Privately, however, George is a quiet sort of renegade. A Hungarian immigrant to the United States, he has witnessed the rise of fascism and the cost of war. He longs to write something of greater political consequence than the black-and-white movies that studios lace with their pro-war propaganda. He also longs for the touch of his colleague, Jack Turner, an impulse George redirects toward a youthful theater attendant. When friend and actress Madeline Morrison invites George to be a writer in residence at her Malibu estate, the opportunities for greater fulfillment begin to unfurl before him...

Nathan (Image Control; Some Hell) writes with the eloquence of a nimble mind working at the height of his powers. Gripping from the first sentence--"We want to burn, to be disintegrated, to watch our creations... bludgeoned and brained, thrown, crushed, but above all burned"--The Future Was Color braves the atomic era with a canny allegiance to human tenderness and connection. George's story is one of resilience, whose stirring legacy becomes evident in its evocative re-telling by the novel's first-person narrator, a companion made much later in life.

The sun reflecting on "the afternoon water was a molten, searing gold." A phallus was "like a roll of wheaty dough warmed up in the heat of one's hands." In short: "Was it any wonder... that so many of them had come to prefer color for color's sake?"

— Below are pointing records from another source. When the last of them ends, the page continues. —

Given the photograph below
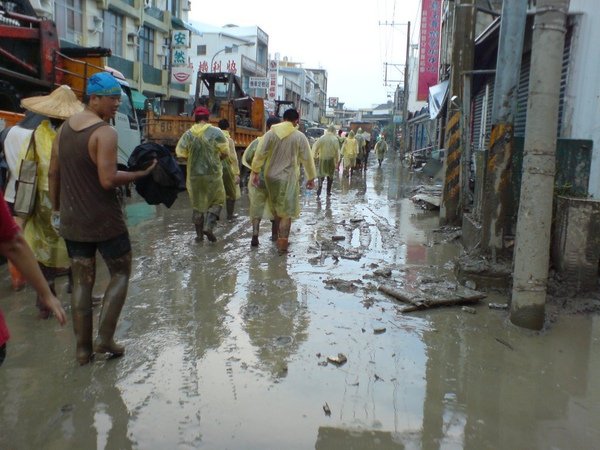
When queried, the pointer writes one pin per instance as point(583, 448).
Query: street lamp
point(234, 46)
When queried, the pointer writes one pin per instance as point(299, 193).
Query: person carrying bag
point(27, 183)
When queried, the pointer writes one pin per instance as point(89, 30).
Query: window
point(147, 46)
point(113, 32)
point(69, 20)
point(175, 8)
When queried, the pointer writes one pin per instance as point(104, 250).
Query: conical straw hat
point(60, 104)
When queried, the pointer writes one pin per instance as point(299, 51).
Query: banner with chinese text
point(429, 47)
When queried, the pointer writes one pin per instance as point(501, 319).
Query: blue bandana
point(103, 83)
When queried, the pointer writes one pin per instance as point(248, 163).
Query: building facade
point(140, 35)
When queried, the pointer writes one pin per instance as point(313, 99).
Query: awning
point(139, 99)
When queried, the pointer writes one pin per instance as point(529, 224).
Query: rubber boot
point(209, 223)
point(17, 280)
point(198, 221)
point(229, 206)
point(200, 229)
point(255, 232)
point(82, 317)
point(83, 329)
point(274, 230)
point(282, 244)
point(50, 276)
point(109, 316)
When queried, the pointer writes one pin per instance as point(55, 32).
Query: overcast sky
point(348, 38)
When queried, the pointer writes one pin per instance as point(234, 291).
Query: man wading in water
point(83, 181)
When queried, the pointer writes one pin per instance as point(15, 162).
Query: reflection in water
point(482, 393)
point(273, 317)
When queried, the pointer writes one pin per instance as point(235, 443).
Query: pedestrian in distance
point(360, 157)
point(367, 148)
point(15, 248)
point(282, 151)
point(259, 202)
point(326, 151)
point(204, 146)
point(349, 153)
point(83, 182)
point(231, 172)
point(49, 248)
point(380, 149)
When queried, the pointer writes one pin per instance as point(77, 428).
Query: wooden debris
point(441, 296)
point(339, 360)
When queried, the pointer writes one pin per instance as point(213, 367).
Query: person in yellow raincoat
point(259, 205)
point(380, 149)
point(349, 152)
point(48, 247)
point(282, 151)
point(360, 157)
point(231, 172)
point(326, 151)
point(204, 146)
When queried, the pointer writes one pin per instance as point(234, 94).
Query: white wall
point(583, 92)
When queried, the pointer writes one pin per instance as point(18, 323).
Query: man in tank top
point(83, 182)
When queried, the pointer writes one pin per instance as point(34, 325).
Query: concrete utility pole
point(497, 176)
point(532, 250)
point(404, 150)
point(462, 60)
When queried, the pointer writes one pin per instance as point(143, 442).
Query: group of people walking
point(274, 160)
point(79, 209)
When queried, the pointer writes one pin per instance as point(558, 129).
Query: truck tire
point(9, 100)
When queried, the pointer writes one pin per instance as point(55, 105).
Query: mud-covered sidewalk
point(230, 347)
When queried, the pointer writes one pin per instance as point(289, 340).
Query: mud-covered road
point(229, 347)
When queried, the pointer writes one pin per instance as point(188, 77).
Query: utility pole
point(498, 170)
point(462, 61)
point(532, 249)
point(404, 150)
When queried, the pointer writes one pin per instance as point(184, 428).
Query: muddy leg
point(255, 232)
point(285, 225)
point(230, 206)
point(114, 298)
point(198, 220)
point(50, 276)
point(275, 229)
point(84, 274)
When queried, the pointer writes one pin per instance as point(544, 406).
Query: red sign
point(429, 47)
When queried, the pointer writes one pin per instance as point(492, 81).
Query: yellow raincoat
point(361, 144)
point(380, 149)
point(48, 248)
point(350, 150)
point(231, 170)
point(259, 205)
point(203, 146)
point(282, 150)
point(327, 151)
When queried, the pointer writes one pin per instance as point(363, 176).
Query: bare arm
point(20, 255)
point(103, 150)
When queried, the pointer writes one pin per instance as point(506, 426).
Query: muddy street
point(231, 347)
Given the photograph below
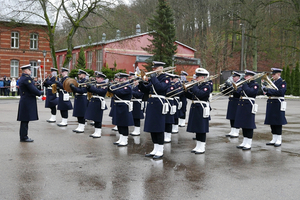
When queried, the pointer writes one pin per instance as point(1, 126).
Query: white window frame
point(14, 68)
point(34, 40)
point(34, 69)
point(99, 56)
point(14, 40)
point(89, 59)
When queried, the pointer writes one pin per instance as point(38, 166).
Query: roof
point(120, 39)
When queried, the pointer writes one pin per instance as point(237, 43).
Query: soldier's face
point(276, 76)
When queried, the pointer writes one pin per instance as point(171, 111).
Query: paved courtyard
point(61, 164)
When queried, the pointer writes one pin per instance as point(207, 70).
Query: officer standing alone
point(27, 110)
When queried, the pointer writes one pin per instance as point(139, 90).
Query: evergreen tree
point(283, 73)
point(81, 64)
point(288, 81)
point(296, 90)
point(162, 45)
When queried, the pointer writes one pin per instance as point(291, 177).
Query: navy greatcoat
point(232, 103)
point(120, 114)
point(244, 116)
point(51, 99)
point(80, 101)
point(137, 112)
point(63, 105)
point(94, 111)
point(27, 110)
point(155, 120)
point(196, 122)
point(170, 119)
point(274, 116)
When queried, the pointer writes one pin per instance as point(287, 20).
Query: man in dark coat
point(64, 103)
point(96, 104)
point(156, 108)
point(27, 105)
point(275, 114)
point(51, 99)
point(80, 101)
point(245, 113)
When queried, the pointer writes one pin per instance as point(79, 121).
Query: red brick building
point(127, 53)
point(21, 44)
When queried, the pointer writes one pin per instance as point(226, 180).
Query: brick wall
point(23, 54)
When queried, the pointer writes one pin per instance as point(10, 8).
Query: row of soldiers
point(166, 105)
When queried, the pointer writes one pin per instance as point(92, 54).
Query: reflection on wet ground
point(63, 165)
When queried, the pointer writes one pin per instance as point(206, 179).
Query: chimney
point(103, 37)
point(138, 29)
point(118, 34)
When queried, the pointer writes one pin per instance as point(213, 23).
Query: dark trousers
point(24, 130)
point(81, 120)
point(123, 130)
point(158, 138)
point(248, 133)
point(53, 110)
point(64, 113)
point(137, 122)
point(168, 128)
point(98, 124)
point(201, 137)
point(276, 129)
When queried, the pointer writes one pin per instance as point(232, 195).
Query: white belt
point(156, 96)
point(139, 100)
point(98, 97)
point(169, 98)
point(199, 102)
point(282, 98)
point(249, 98)
point(122, 101)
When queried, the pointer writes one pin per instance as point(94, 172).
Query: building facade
point(127, 53)
point(22, 44)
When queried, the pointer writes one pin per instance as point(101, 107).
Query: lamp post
point(44, 54)
point(242, 50)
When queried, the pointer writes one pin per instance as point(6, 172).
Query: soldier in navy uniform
point(245, 117)
point(232, 104)
point(170, 118)
point(199, 117)
point(137, 100)
point(177, 103)
point(27, 110)
point(275, 114)
point(97, 104)
point(64, 103)
point(122, 112)
point(182, 110)
point(51, 99)
point(80, 101)
point(116, 80)
point(155, 114)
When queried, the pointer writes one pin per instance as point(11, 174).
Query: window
point(99, 60)
point(74, 60)
point(14, 68)
point(33, 41)
point(14, 40)
point(90, 59)
point(34, 69)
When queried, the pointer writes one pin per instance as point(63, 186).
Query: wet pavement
point(61, 164)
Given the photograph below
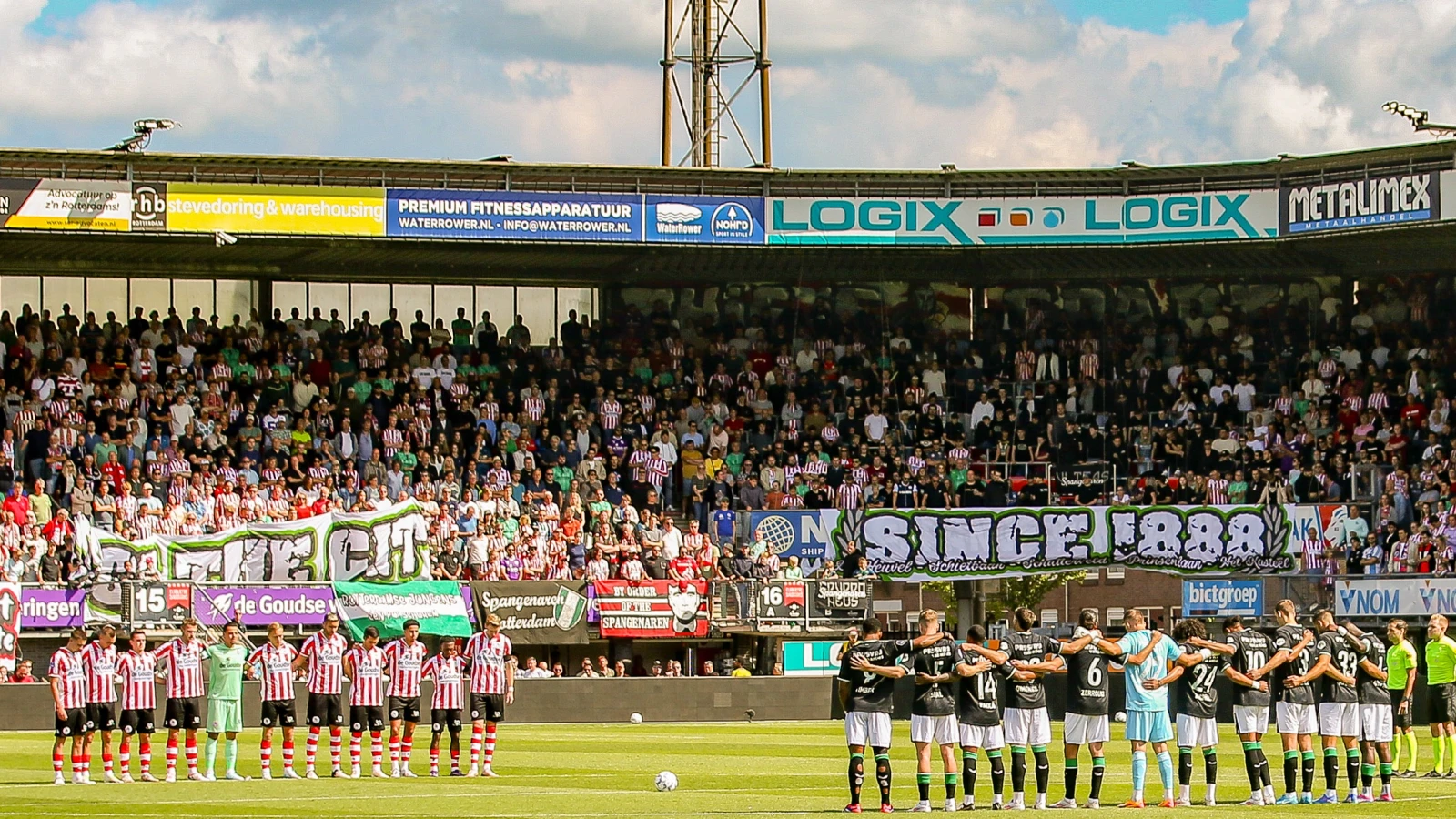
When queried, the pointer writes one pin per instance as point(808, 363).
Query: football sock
point(1251, 765)
point(1043, 768)
point(883, 774)
point(997, 774)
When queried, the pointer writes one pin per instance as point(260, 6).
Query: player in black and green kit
point(1295, 705)
point(932, 713)
point(1376, 723)
point(1087, 720)
point(1251, 703)
point(866, 685)
point(979, 710)
point(1339, 705)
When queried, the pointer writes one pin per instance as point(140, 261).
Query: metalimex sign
point(1361, 203)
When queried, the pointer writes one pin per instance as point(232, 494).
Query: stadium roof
point(1351, 252)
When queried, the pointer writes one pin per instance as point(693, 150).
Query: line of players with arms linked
point(1334, 680)
point(383, 691)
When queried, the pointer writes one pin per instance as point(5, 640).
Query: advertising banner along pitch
point(436, 603)
point(271, 208)
point(507, 215)
point(535, 612)
point(654, 608)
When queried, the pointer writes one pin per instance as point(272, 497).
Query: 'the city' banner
point(379, 547)
point(652, 608)
point(535, 612)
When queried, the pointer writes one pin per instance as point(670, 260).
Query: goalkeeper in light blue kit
point(1147, 659)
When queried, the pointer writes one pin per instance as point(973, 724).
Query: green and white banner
point(379, 547)
point(436, 603)
point(956, 544)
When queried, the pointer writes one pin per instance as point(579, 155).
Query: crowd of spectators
point(628, 448)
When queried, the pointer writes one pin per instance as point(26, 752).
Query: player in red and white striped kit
point(137, 671)
point(448, 669)
point(273, 663)
point(404, 661)
point(324, 656)
point(67, 676)
point(99, 659)
point(364, 666)
point(492, 688)
point(184, 659)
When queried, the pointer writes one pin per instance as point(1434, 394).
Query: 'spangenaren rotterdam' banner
point(1004, 542)
point(378, 547)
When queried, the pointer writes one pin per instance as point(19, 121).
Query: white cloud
point(907, 84)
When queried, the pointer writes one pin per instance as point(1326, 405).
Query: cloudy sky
point(858, 84)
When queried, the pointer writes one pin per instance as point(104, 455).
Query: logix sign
point(1179, 217)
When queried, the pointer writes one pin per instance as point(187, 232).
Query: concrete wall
point(28, 707)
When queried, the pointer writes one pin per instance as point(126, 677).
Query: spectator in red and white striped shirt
point(405, 661)
point(273, 663)
point(1218, 490)
point(492, 688)
point(137, 671)
point(364, 666)
point(184, 658)
point(448, 669)
point(101, 698)
point(324, 656)
point(67, 676)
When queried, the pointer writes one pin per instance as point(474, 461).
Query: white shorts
point(1339, 719)
point(1026, 726)
point(1198, 732)
point(1084, 729)
point(1251, 719)
point(870, 729)
point(941, 731)
point(1295, 719)
point(1376, 723)
point(986, 738)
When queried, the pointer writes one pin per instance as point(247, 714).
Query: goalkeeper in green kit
point(225, 698)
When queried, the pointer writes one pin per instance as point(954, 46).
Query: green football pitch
point(608, 771)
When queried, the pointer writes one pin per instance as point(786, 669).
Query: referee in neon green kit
point(1441, 705)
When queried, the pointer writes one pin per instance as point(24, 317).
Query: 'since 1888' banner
point(990, 542)
point(654, 608)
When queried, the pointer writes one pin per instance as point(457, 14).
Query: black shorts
point(325, 709)
point(278, 713)
point(1439, 704)
point(444, 719)
point(73, 724)
point(101, 717)
point(1402, 720)
point(404, 709)
point(490, 707)
point(368, 717)
point(137, 720)
point(184, 713)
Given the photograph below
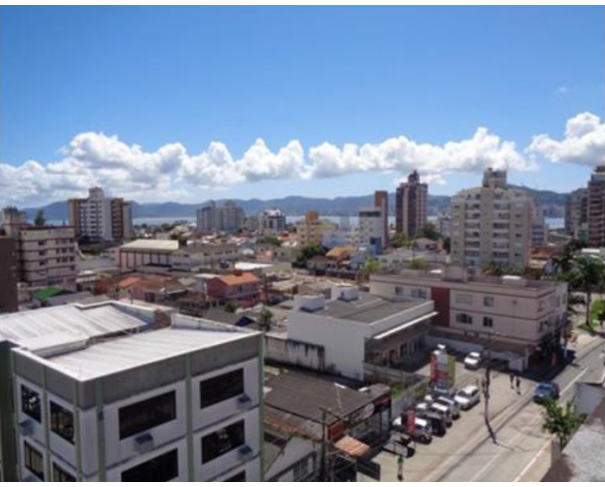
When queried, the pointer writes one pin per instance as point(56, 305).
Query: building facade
point(491, 224)
point(411, 206)
point(179, 400)
point(228, 218)
point(100, 218)
point(596, 208)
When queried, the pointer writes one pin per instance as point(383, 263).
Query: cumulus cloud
point(583, 142)
point(171, 172)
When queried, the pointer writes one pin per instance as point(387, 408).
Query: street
point(519, 451)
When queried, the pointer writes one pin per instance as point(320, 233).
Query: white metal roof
point(145, 244)
point(123, 353)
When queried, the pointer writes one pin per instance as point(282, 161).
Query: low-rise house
point(243, 288)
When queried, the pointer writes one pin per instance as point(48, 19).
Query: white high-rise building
point(491, 224)
point(116, 392)
point(101, 218)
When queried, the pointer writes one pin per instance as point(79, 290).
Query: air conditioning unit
point(143, 443)
point(244, 401)
point(244, 452)
point(26, 428)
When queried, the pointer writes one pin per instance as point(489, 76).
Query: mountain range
point(553, 204)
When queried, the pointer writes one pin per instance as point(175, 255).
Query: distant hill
point(553, 203)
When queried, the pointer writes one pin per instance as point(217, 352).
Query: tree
point(40, 219)
point(561, 421)
point(265, 319)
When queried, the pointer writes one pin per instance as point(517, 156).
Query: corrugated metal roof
point(89, 321)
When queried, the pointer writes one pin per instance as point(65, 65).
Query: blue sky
point(195, 75)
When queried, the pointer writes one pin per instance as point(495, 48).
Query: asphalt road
point(468, 452)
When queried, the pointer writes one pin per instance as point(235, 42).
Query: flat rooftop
point(127, 352)
point(366, 309)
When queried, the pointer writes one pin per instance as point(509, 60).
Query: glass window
point(30, 403)
point(62, 422)
point(34, 461)
point(221, 388)
point(61, 475)
point(147, 414)
point(223, 441)
point(159, 469)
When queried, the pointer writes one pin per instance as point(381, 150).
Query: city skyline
point(122, 116)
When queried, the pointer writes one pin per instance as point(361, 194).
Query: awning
point(352, 447)
point(409, 324)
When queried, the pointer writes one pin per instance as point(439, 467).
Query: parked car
point(546, 390)
point(473, 361)
point(468, 397)
point(424, 432)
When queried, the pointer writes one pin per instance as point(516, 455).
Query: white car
point(473, 361)
point(468, 397)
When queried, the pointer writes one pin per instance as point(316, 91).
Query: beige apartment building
point(310, 230)
point(505, 313)
point(492, 224)
point(45, 255)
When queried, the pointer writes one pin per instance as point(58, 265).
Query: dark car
point(545, 391)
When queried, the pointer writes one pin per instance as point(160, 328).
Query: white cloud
point(170, 172)
point(583, 143)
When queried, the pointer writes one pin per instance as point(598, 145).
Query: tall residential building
point(310, 230)
point(9, 301)
point(596, 208)
point(115, 392)
point(212, 218)
point(100, 218)
point(381, 200)
point(576, 214)
point(371, 229)
point(45, 255)
point(272, 222)
point(491, 224)
point(411, 206)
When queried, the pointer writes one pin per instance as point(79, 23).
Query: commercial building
point(596, 208)
point(45, 254)
point(228, 218)
point(507, 313)
point(310, 230)
point(411, 206)
point(142, 252)
point(115, 392)
point(491, 224)
point(272, 222)
point(356, 329)
point(100, 218)
point(576, 214)
point(9, 300)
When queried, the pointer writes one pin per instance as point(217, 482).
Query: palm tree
point(561, 421)
point(587, 274)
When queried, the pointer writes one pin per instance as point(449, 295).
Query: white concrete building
point(356, 329)
point(115, 392)
point(100, 218)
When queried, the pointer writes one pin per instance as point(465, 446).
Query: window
point(301, 470)
point(223, 441)
point(34, 461)
point(30, 403)
point(62, 422)
point(221, 388)
point(147, 414)
point(464, 319)
point(464, 298)
point(61, 475)
point(158, 469)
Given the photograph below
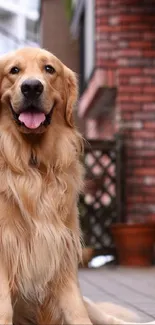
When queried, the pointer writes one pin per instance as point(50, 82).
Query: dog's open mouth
point(32, 118)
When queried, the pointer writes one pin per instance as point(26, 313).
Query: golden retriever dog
point(40, 179)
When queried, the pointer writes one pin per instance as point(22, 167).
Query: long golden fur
point(40, 179)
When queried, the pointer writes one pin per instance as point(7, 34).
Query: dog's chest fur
point(37, 245)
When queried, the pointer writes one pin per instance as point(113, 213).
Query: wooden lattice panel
point(100, 205)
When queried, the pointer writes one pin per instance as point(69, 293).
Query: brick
point(149, 71)
point(130, 53)
point(145, 171)
point(131, 89)
point(135, 199)
point(130, 107)
point(149, 89)
point(149, 180)
point(130, 71)
point(149, 125)
point(143, 134)
point(149, 53)
point(143, 98)
point(140, 80)
point(144, 116)
point(140, 44)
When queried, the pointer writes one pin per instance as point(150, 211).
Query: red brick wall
point(136, 103)
point(125, 50)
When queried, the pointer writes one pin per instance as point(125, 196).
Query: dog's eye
point(14, 70)
point(49, 69)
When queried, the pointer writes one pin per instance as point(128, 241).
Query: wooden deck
point(134, 288)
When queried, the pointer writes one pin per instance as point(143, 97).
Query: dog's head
point(35, 85)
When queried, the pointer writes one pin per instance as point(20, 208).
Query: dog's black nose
point(32, 88)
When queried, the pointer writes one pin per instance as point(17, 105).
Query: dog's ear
point(72, 95)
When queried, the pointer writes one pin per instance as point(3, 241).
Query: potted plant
point(134, 243)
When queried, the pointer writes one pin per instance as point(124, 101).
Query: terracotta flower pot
point(134, 243)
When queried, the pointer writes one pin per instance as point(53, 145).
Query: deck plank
point(133, 288)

Nathan's Hollywood is sure to dazzle any readers who were captivated by Anthony Marra's Mercury Pictures Presents. Profound, life-affirming, and splendidly seductive, The Future Was Color deserves to become a new lodestar in the ever-expanding constellation of gay literature. --Dave Wheeler, senior editor, Shelf Awareness

Shelf Talker: The dazzling Hollywood setting of Patrick Nathan's life-affirming second novel pales in comparison to the vibrant legacy of one lowly screenwriter who quietly defies expectations in the McCarthy era.